How Do You Expect to Escape the Mormons?

In 1860, world traveler and adventurer Sir Richard Burton visited Salt Lake City to find out for himself whether the widespread rumors were true—that a vicious, violent, and vile cult had taken over the Utah Territory. “Going among the Mormons!” one acquaintance warned him, “they are shooting and cutting one another in all directions; how do you expect to escape?” What Burton found during his twenty-four day visit, however, ran quite contrary to the numerous popular portrayals filled with venom and vitriol. To be sure, like any good anthropologist of the day, he viewed the Latter-day Saints an exotic and alien people, but he was generally sympathetic to Brigham Young with his many wives, the communitarianism of the young movement, and their many distinctive beliefs and secretive practices. “But there is in Mormondom, as in all other exclusive faiths,” he wrote in City of the Saints, “whether Jewish, Hindoo, or other, an inner life which I cannot flatter myself or deceive the reader with the idea of my having penetrated.” No “Gentile,” no matter how unprejudiced, “can expect to see any thing but the superficies.” Implicitly hinting at the insider-outsider dilemma that has always plagued the modern study of human groups and institutions, Burton suggests that Mormonism has at least two faces: one that is put on display for the non-member and one that is only accessible to the initiated. Thus, while he might be able to provide a fair, even-handed, and accurate account of his own interactions and observations regarding its public face, he doesn’t think that it’s possible for an outsider to unveil the private face of the Latter-day Saints. Discerning and articulating the inner core of the community would thus remain beyond his reach.
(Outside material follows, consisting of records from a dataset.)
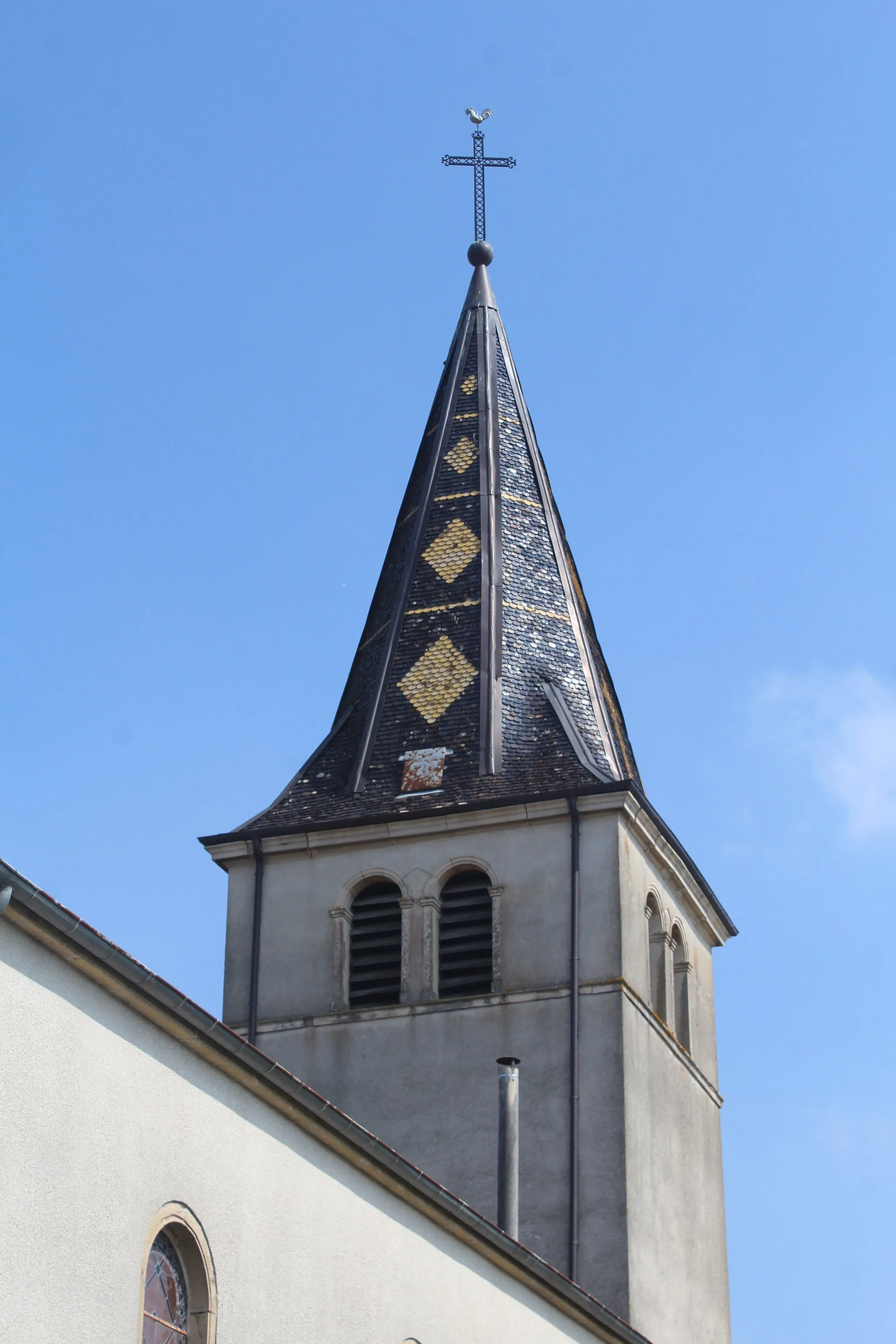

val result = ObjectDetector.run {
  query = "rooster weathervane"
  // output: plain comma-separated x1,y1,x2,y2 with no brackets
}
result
442,108,516,246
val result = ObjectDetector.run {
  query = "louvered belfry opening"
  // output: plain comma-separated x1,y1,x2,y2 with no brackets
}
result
439,870,492,998
348,882,402,1008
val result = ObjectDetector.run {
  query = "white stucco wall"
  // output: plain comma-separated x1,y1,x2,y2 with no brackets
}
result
0,918,620,1344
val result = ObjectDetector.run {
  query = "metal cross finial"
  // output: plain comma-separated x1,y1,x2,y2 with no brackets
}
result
442,108,516,243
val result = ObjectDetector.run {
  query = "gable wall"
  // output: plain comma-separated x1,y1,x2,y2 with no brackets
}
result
0,919,623,1344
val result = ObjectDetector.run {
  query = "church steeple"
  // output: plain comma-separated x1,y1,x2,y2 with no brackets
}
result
239,239,640,832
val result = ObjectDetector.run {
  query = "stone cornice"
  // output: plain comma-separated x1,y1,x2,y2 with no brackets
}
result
231,976,723,1106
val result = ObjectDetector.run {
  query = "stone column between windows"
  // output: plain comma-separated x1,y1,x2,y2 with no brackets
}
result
489,887,504,994
398,896,414,1004
662,933,676,1036
330,906,352,1012
420,895,442,1004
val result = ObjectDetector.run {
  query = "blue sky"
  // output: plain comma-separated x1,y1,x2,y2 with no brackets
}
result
0,0,896,1344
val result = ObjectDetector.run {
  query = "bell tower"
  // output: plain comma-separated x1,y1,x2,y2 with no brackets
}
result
203,114,736,1344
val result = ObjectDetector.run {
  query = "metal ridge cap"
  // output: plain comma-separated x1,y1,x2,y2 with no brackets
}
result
0,859,649,1344
197,778,637,848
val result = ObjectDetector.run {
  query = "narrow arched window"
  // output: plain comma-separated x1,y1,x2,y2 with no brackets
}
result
645,892,666,1022
142,1232,189,1344
348,882,402,1008
670,925,690,1052
146,1201,217,1344
439,868,493,998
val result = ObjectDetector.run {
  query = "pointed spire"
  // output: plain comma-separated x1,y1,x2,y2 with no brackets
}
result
231,252,640,832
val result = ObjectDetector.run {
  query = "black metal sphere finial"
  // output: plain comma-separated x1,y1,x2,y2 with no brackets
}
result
466,238,494,266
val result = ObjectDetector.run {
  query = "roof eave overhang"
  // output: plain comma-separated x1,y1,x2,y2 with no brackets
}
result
199,780,738,944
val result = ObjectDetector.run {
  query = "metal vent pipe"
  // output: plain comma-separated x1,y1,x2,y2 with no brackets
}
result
496,1055,520,1242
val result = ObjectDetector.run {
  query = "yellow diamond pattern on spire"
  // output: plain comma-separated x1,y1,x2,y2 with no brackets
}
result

A little over a hundred years later, historian Sydney Ahlstrom responded similarly in his prize-winning book A Religious History of the American People (1972). He stopped short of trying to pin Mormonism down, because, as he puts it, “The exact significance of this great story persistently escapes definition.” In other words, the “categories normally invoked to explain denominations were rendered practically useless.” Ahlstrom then makes this rather provocative claim, “One cannot even be sure if the object of our consideration is a sect, a mystery cult, a new religion, a church, a people, a nation, or an American subculture; indeed, at different times and places it is all of these.” The fact that so many sociologists and astute observers have viewed Mormonism in such a wide variety of ways—a ‘native ethnic minority’ (Thomas O’Dea and Dean May),  a ‘subculture’ (Armand Mauss), a ‘global tribe’ (Joel Kotkin), ‘a religion that became a people’ (Harold Bloom and Martin Marty), a mysterious cult, and a world religion—suggests that Mormonism, like the category of religion itself, requires extremely careful consideration and patient observation in order to do justice to its variety and complexity. Simply put, it demands an examination from multiple vantage points.